I don't think they're wasted! I'm not sure if it would help, but maybe you could leave the dehydrator going and just pull out one screen at a time, peel those off, lol, and seal them up in a bag/jr. Then pull the slices off the next screen, then put them in the bag/jar and seal up. See what I mean, keeping the bag/jar sealed as much as possible, opening up only long enough to put a tray full in once you have them freed and keeping the trays in the dehydrator until you're ready to deal with them one at a time? Then when you're all done, do your final sealing process, whatever that may be. That way the others won't just be sitting out at room temp and humidity while you're peeling them off.

You say they're stuck to the screen. My dehydrator has plastic mesh liners in the trays that I lay mine on, and I've never had much sticking problem. But you might consider lightly spraying them with Pam or an oil mister if you have one before laying them on next time. The honey does make them sticky, lol.  But aren't they good?? Good luck!


----------



## Guest (Jun 11, 2011)

I had the same exact thing happen to me 2 days ago but my recipe called for honey & water mixture..I ended up throwing all of it in the garbage! I called the manufacturer of my dehydrater and was told I needed to let it dehydrate up to 12hrs..I told her that I had them in there for 15hrs! Next time I'm gonna just slice them and throw them in.I don't care how they look I just want my banana chips.


----------



## susieM (Apr 23, 2006)

turn them from time to time to keep them from sticking


----------



## wmsff (Jun 10, 2010)

Well. I thought it was a waste, but they are OK.

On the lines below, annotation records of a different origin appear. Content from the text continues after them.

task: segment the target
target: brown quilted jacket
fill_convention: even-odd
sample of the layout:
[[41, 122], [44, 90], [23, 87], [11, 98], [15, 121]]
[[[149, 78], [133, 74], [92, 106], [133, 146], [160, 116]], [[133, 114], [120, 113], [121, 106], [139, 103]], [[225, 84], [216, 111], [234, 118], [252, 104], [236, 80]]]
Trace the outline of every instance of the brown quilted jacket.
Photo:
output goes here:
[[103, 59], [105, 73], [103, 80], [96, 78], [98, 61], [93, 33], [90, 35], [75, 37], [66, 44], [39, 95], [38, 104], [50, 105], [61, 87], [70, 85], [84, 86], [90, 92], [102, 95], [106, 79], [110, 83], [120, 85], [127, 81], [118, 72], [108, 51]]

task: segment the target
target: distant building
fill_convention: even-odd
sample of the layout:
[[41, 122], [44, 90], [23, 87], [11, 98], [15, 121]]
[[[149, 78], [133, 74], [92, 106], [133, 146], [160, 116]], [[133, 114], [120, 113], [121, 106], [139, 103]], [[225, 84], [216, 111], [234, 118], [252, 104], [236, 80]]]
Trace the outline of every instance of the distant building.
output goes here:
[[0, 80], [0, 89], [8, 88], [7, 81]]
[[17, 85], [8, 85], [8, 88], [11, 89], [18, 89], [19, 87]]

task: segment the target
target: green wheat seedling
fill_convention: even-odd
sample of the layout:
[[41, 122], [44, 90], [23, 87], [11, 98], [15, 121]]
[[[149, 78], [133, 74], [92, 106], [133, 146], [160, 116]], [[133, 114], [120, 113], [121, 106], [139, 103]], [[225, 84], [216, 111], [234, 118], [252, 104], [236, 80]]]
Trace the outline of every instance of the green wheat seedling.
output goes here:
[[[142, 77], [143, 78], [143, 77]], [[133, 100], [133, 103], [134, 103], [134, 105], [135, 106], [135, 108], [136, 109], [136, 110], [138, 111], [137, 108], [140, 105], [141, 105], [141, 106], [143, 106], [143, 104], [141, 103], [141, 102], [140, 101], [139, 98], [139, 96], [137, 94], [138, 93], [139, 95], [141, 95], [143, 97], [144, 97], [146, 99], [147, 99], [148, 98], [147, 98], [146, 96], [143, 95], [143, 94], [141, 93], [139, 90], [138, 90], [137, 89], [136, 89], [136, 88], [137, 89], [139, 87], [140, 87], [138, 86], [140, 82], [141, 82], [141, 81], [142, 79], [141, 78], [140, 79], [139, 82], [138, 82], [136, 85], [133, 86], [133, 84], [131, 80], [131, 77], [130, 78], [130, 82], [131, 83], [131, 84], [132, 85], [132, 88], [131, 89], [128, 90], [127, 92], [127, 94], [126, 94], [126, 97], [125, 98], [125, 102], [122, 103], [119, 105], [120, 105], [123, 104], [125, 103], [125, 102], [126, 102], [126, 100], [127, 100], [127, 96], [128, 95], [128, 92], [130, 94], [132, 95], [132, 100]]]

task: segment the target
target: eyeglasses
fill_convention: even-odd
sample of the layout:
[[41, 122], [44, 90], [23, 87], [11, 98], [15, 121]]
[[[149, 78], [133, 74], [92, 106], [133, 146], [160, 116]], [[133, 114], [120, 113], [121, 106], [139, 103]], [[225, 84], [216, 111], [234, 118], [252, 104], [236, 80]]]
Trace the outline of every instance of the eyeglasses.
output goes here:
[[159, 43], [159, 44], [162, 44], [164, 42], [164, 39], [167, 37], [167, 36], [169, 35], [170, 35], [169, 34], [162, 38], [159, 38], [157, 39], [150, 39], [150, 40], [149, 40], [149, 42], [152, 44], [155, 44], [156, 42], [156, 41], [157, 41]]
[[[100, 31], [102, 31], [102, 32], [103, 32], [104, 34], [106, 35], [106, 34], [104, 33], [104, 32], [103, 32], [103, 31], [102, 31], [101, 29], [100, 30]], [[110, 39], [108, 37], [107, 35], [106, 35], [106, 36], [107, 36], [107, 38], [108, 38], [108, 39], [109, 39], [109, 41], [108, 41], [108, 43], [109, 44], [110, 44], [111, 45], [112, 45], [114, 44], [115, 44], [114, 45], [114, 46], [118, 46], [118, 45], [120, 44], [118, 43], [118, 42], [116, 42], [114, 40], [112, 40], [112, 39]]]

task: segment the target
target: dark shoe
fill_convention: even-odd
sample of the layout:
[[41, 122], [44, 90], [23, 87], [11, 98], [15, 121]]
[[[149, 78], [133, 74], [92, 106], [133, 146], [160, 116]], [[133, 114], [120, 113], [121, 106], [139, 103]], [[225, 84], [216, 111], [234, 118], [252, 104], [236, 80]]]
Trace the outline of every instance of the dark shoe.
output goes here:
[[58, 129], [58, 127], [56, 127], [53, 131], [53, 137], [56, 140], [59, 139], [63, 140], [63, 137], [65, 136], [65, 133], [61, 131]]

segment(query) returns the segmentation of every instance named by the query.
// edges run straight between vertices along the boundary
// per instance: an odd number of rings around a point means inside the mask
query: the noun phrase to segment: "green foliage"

I had them in the dehydrator for about 10 hours and figured they were too far gone to salvage- I did cut them fairly thin, maybe 1/8 inch. I did not pretreat the screen, and I used honey. I went to bed thinking I really didn't think this through and I just made an idiot of myself.

I figured what the heck I'll turn it back on in the morning and perhaps they will be easier to get off and into the garbage. I left them on for another 4 hours (I had running around to do and the girls had a 2 hr swimming practice).

They came off with just a little peeling! Yahoo... And they taste fantastic !


----------



## Guest (Jun 12, 2011)

I'm glad it worked out for you!


----------



## Paquebot (May 10, 2002)

You were OK until you added honey to the mix. That caused them to stick. I've done bananas in the Excalibur many times with no problems. If you add something like honey, you have to treat them like fruit leather. Then you use wax paper or non-stick sheets that Excalibur sells for that purpose.

Martin


----------



## calliemoonbeam (Aug 7, 2007)

Glad it worked out okay! I use the honey/lemon juice/water mixture all the time and never have trouble, using them on my plastic mesh sheets, but maybe I use less honey. I don't really measure it, but about one part honey, one part lemon juice and three parts water.


----------



## Ohio dreamer (Apr 6, 2006)

Honey!? Dried banana's are so sweet my kids won't eat them ( I dice them up and "hide" them in muffins). I just slice and dry, never add lemon, water or sweetener.


----------



## susieM (Apr 23, 2006)

I sometimes sprinkle the slices with cinnamon sugar before drying.


----------



## Saffron (May 24, 2006)

I tried to dehydrate 6 bunches of bananas. Sliced them, lemon/water mixture. Smelled so yummy in the machines.

And. could. not. get. them. off.

OMG! I lost them ALL! The only way to get them off (and I had two dehydrators full) was to soak the trays in water, ruining the bananas.

I wanted to cry.


----------



## susieM (Apr 23, 2006)

Ok. Bananas do tend to stick. But there are ways around that, I promise.

1) You can start them off on sheets of plastic wrap and peel them off when they begin to dry.

2) You can simply turn them soon and often...real soon and very often, until they no longer stick.

It's all a bit of bother, but worth it.


----------



## Chixarecute (Nov 19, 2004)

1/8" is pretty thin, when it dries it's nearly paper glued down. I'd try for slices a little thicker when raw, up to 1/4". It will take additional drying to get to the hard chip stage, though.


----------



## braidsandboots (Jan 7, 2010)

Yeah 1/8" is too thin. I wipe my trays with oil before placing banana slices. I also flip them when the outsides are getting dry but they're not "dehydrated" dry. If you flip it when it's only partially dry but the top is dry enough not to stick you don't have that problem. Dried bananas are DELICIOUS. 

You know what's yummy? If you blend up the bananas with some vanilla or natural caramel flavoring, drying to fruit leather, then slicing into thin long slices and roll, they are natural caramels. My kids LOVE them!


----------



## wanda1950 (Jan 18, 2009)

Why won't mine ever get crisp????


----------